Navigating your insurance plan can feel overwhelming, especially when it comes to deductibles. This guide will help you understand how high-deductible plans work and what they might mean for your therapy costs.
Key Points
A deductible is the set amount you pay out-of-pocket before your insurance starts covering part of your therapy costs.
With a high-deductible plan, you'll pay more sessions entirely out-of-pocket before insurance coverage kicks in, compared to a low-deductible plan.
Once your deductible is met, you'll typically owe a copay or coinsurance per session — not necessarily $0 — until you reach your out-of-pocket maximum.
Your out-of-pocket maximum is the annual cap on your total cost-sharing.
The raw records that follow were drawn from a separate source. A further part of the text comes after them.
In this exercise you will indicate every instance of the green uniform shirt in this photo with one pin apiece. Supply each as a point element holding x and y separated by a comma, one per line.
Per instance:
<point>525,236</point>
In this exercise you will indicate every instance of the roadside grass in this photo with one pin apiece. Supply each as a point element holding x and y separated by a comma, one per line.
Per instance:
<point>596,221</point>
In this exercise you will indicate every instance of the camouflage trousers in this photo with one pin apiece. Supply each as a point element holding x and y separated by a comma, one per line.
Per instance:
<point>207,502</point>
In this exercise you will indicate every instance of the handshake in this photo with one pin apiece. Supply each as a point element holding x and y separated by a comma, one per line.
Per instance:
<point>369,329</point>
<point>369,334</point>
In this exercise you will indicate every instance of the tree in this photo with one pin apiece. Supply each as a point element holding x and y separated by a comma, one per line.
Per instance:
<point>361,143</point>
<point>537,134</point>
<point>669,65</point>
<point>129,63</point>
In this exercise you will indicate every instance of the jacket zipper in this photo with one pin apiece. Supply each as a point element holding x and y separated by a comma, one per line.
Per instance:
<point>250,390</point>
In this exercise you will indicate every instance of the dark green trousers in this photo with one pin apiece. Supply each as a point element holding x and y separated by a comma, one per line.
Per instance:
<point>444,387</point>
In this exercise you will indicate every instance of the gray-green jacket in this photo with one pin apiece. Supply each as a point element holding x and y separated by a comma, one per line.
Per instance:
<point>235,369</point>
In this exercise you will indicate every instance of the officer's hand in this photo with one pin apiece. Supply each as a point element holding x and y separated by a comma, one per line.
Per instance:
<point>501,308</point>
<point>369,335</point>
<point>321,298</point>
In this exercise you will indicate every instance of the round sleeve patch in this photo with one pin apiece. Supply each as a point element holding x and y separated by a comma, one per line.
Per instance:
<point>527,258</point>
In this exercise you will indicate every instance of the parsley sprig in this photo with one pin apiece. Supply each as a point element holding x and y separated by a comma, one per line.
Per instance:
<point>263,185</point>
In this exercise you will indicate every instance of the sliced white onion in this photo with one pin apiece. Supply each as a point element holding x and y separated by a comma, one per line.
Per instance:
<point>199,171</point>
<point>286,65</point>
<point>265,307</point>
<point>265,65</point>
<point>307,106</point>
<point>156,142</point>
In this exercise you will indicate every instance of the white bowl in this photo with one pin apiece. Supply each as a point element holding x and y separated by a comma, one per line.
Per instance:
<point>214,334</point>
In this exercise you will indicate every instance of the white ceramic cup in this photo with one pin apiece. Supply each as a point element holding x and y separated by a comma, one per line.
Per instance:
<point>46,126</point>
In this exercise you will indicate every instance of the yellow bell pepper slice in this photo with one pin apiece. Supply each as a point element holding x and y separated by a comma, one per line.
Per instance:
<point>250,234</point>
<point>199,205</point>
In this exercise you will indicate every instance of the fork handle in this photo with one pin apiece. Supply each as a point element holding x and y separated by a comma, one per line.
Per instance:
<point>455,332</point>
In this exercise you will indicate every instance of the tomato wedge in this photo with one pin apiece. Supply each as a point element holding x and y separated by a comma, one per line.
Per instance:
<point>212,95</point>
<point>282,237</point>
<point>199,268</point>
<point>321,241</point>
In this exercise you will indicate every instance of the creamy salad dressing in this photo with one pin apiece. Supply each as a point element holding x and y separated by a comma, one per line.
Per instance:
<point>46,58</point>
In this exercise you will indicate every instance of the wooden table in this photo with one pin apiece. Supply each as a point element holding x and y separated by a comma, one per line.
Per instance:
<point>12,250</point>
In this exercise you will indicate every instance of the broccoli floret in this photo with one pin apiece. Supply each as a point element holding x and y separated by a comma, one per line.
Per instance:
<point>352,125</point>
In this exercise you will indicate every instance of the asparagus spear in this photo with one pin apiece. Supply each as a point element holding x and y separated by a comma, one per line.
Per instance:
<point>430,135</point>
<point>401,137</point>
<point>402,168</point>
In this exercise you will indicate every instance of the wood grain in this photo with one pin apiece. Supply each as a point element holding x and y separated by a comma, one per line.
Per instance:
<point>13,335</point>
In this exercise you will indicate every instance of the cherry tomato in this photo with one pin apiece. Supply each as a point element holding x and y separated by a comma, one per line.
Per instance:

Once you reach it, insurance covers 100% of the remaining plan year.
Not all plans have deductibles — some use flat copays instead. Check your Summary of Benefits and Coverage (SBC) or call your insurer to confirm how your plan works.
What is a deductible?
A deductible is a set amount of out-of-pocket spending. With a deductible plan, the out-of-pocket price per session is determined by your insurance company. Once you've reached your deductible amount, your insurance company will start contributing to your therapy costs. Your plan determines the set amount or percentage they cover.
What if my plan uses copays instead of a deductible?
Not all plans work the same way. Some plans — particularly EPO, HMO, and certain employer-sponsored plans — use a flat copay per session rather than a deductible. With a copay plan, you pay the same fixed amount every visit, regardless of how much you've spent that year, and insurance covers the rest right away.
If your plan has a $0 deductible or uses copays, this article may not fully apply to your situation. The best way to confirm how your plan works is to check your Summary of Benefits and Coverage or call the member services number on the back of your insurance card.
How do high-deductible plans work for therapy?
With a high-deductible plan, you'll need to pay more out-of-pocket before your insurance company contributes. The difference in deductibles between plans can mean you spend more months paying the full session cost out of pocket before insurance coverage starts. For example:
Plan Type | Deductible | Session Cost | Sessions Required | Time Required |
Low Deductible | $1000 | $100 | 10 | ~2.5 months |
High Deductible | $3000 | $100 | 30 | ~7.5 months |
But remember, this example only covers therapy costs. If you plan to receive other care that counts toward your deductible, the sessions and duration before your insurance coverage begins could change a lot.
What happens after you meet your deductible?
Meeting your deductible doesn't mean your sessions become free — it means insurance starts covering part of the cost. What you pay after that depends on your plan:
Coinsurance: You pay a percentage of the allowed amount per session (for example, 20%), and your insurance covers the rest. Your share will vary slightly depending on the session rate.
Copay: You pay a fixed amount per session (for example, $30), regardless of the total session cost.
Both: Some plans have you pay a copay until you meet your deductible, then switch to coinsurance — or vice versa.
Your plan documents (often called a Summary of Benefits and Coverage) will specify which applies to you.
Out-of-pocket maximum
Once your total out-of-pocket spending — including your deductible, copays, and coinsurance — reaches your plan's out-of-pocket maximum, your insurance covers 100% of covered services for the rest of the plan year. For clients in high-deductible plans, this is the point at which therapy becomes fully covered.
🌟 Note: Your out-of-pocket maximum typically resets at the start of each new plan year, along with your deductible.
Key things to consider
🗓️ Therapy timeline
Many clients find that 3–6 months of therapy aligns with their goals. With a high deductible, you may complete treatment before reaching insurance coverage.
🏥 Other medical care
If you plan to receive additional care that will count towards your deductible, the sessions and time required may change dramatically. The example above is for illustrative purposes and only considers Grow Therapy costs.
Next steps
Review your plan's Summary of Benefits and Coverage (SBC) — a standardized document your insurer is required to provide — to see your deductible, out-of-pocket maximum, and what's covered. You can usually find it in your insurer's member portal or by calling the member services number on the back of your insurance card.